Änderungen zum dualen Vertrieb

Beim dualen Vertrieb, also wenn Hersteller sowohl über Händler als auch direkt vertreiben und somit Hersteller und Händler im Wettbewerb betreffend der eigenen Marke agieren, gibt es eine weitreichende Änderung in Bezug auf den Informationsaustausch zwischen den Parteien. Gruppenweise freigestellt ist nur noch der Informationsaustausch, welcher direkt die Umsetzung der vertikalen Vereinbarung betrifft oder zur Verbesserung der Produktion oder des Vertriebs der Vertragswaren oder -dienstleistungen erforderlich ist. Kurzum geht es im Kern um Informationen, die die Abwicklung oder Optimierung der Lieferbeziehung zwischen Hersteller und Händler betreffen (need to know-Ansatz).

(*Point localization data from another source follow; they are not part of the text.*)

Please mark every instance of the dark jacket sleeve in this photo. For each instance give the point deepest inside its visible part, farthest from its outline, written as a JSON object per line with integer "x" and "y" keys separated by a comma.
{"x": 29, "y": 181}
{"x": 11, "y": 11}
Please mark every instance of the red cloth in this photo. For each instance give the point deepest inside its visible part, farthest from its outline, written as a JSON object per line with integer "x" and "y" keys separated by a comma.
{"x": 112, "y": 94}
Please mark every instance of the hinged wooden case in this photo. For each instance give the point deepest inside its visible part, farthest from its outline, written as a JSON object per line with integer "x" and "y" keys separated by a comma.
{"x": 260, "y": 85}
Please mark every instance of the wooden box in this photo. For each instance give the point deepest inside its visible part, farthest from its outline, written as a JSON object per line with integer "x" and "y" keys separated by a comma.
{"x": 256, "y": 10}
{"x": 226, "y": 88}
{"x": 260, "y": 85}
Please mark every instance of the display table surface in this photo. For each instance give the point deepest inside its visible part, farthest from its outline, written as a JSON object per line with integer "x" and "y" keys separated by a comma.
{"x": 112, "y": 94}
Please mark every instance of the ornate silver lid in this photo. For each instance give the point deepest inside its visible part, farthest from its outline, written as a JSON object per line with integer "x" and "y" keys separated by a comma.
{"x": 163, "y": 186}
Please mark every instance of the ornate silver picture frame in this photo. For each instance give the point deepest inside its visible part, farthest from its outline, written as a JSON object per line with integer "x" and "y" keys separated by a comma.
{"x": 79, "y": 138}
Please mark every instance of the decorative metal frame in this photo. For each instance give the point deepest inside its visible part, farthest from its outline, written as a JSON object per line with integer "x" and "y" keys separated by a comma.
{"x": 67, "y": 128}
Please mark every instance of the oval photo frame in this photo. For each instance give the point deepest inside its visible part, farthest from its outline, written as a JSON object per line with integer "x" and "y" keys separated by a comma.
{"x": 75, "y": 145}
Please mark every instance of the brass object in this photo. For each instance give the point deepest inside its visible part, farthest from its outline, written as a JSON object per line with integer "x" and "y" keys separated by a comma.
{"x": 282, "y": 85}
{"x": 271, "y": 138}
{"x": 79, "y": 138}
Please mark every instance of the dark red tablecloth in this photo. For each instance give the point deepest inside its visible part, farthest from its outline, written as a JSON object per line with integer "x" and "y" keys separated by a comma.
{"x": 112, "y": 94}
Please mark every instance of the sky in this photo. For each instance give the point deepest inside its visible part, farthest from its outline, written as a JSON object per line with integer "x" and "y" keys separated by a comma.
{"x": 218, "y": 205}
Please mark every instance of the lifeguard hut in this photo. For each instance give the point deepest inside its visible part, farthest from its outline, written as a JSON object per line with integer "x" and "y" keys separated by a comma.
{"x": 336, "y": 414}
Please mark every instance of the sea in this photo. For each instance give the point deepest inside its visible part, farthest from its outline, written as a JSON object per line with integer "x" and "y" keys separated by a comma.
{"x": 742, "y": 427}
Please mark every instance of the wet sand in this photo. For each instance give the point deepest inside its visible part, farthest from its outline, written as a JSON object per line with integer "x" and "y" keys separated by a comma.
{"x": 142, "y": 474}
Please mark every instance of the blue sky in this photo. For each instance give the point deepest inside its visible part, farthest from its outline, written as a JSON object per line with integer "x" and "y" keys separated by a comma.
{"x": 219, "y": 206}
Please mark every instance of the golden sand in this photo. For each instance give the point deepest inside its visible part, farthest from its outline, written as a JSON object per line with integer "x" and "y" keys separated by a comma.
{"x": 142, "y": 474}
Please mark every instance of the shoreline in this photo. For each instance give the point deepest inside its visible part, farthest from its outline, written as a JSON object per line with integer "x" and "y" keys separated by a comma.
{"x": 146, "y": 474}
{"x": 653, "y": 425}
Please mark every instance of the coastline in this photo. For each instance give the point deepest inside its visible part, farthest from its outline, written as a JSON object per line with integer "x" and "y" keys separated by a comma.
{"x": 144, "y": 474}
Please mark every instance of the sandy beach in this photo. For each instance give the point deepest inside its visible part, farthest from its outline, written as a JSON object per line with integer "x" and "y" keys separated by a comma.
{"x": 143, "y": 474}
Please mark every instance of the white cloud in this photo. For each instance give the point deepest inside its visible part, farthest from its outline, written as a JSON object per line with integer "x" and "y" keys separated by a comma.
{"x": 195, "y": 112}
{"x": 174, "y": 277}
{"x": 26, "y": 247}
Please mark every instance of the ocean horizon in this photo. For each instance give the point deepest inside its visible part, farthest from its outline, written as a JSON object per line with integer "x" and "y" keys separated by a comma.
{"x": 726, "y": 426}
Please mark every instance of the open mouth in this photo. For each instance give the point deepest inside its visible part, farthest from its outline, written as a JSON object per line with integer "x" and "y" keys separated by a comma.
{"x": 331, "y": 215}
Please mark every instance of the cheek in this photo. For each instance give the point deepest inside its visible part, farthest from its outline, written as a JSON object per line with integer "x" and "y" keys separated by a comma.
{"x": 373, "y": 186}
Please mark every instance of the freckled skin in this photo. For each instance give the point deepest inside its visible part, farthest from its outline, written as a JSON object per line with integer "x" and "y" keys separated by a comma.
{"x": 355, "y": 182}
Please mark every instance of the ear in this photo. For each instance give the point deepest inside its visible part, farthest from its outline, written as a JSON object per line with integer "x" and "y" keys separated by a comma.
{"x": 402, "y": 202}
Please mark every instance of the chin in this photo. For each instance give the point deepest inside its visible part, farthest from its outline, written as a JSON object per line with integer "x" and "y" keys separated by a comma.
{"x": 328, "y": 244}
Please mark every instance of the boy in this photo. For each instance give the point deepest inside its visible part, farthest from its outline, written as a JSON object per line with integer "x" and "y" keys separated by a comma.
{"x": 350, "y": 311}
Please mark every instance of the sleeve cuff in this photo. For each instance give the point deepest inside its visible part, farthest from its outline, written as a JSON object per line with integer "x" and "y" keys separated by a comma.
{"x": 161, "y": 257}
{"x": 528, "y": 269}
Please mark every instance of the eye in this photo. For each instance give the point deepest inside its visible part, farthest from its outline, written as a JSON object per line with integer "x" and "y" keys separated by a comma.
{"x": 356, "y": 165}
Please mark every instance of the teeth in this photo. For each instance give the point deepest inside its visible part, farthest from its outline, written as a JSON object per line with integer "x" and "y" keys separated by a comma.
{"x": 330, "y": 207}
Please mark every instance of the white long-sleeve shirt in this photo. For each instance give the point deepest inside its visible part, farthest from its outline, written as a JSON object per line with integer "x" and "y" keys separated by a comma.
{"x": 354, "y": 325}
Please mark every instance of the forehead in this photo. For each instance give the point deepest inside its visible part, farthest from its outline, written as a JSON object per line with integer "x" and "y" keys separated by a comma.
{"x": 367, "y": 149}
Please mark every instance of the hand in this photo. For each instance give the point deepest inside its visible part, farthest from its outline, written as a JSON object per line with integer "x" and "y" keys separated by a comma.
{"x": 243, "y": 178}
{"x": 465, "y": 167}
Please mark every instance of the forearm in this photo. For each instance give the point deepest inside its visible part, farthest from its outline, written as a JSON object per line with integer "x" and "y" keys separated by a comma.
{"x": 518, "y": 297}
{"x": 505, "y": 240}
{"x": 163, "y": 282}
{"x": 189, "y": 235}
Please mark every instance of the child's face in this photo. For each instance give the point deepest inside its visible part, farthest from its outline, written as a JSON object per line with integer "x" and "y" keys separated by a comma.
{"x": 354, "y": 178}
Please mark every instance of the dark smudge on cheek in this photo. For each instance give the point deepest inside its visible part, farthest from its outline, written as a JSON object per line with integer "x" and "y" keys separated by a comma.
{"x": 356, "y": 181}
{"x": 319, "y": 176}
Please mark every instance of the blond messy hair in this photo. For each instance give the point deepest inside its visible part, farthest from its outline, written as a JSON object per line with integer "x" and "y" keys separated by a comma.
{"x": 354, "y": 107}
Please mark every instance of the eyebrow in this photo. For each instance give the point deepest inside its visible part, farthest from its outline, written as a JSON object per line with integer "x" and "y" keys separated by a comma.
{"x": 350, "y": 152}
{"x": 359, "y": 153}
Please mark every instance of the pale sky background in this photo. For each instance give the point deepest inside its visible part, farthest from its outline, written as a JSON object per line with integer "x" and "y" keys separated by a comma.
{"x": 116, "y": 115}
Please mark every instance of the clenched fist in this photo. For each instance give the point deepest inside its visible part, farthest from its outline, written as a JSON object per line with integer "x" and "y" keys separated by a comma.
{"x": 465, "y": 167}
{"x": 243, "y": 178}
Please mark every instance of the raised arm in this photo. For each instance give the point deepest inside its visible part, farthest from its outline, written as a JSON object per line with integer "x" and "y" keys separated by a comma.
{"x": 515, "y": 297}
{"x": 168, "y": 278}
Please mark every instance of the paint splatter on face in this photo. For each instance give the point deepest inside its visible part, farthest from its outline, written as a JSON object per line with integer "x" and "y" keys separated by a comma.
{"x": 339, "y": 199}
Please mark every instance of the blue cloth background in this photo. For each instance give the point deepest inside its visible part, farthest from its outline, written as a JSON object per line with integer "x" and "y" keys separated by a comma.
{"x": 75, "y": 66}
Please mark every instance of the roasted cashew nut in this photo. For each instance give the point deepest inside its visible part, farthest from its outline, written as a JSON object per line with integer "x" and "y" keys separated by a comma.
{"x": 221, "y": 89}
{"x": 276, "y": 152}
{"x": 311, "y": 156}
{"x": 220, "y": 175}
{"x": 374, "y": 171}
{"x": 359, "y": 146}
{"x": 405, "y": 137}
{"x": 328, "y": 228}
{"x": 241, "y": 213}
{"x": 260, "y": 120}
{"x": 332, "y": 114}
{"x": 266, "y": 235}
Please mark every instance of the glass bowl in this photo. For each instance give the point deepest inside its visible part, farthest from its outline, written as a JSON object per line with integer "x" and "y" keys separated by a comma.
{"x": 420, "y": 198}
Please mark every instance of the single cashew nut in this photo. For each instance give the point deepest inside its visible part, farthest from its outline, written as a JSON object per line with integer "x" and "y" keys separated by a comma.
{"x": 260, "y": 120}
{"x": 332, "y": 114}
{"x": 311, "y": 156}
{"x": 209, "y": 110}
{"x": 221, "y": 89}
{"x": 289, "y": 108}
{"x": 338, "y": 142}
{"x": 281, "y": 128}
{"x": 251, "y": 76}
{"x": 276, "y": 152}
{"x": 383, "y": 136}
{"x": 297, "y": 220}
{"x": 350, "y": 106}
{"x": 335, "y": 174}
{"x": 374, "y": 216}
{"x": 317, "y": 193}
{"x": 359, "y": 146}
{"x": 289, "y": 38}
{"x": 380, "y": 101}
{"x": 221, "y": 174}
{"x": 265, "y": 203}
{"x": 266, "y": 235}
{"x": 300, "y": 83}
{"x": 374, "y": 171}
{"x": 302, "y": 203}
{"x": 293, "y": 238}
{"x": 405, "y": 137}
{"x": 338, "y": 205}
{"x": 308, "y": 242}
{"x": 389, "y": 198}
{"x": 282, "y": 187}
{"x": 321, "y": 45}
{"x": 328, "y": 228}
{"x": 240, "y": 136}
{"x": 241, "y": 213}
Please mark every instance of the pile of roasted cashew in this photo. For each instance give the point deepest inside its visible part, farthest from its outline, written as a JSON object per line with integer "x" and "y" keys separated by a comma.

In den Vertikalleitlinien gibt es dazu eine nicht abschließende und beispielhafte Auflistung zu Informationen, die in dem vorgenannten Sinne prinzipiell bedenklich oder unbedenklich sind. Diese Änderung ist sehr praxisrelevant und birgt erhebliche Bußgeldrisiken, so dass sich Hersteller und Händler im Fall abweichender Praxis auf die neue Rechtslage schnellstmöglich ausrichten müssen.

Onlinevermittlungsplattformen

Die neue Vertikal-GVO definiert Onlinevermittlungsplattformen als eigenständige Anbieter von Onlinevermittlungsdiensten in Form der Vermittlung von Transaktionen, so dass die Tätigkeit von Onlinevermittlungsplattformen den Anforderungen der Vertikal-GVO genügen muss. Sofern die Plattform hybrid agiert, also auch selbst Waren oder Dienstleistungen unmittelbar anbietet (also auch als Wettbewerber agiert), ist eine Freistellung über die Vertikal-GVO nicht möglich, sondern nur ggf. qua Einzelfreistellung. Sogenannte weite Meistbegünstigungsklauseln, bei denen sich Unternehmen gegenüber einer Onlinevermittlungsplattform verpflichten, nicht zu günstigeren Konditionen auf anderen Vertriebswegen (online und offline) anzubieten, sind über die Vertikal-GVO nicht mehr freistellungsfähig. Eine enge Meistbegünstigungsklausel ist über die Vertikal-GVO aber grundsätzlich rechtfertigbar.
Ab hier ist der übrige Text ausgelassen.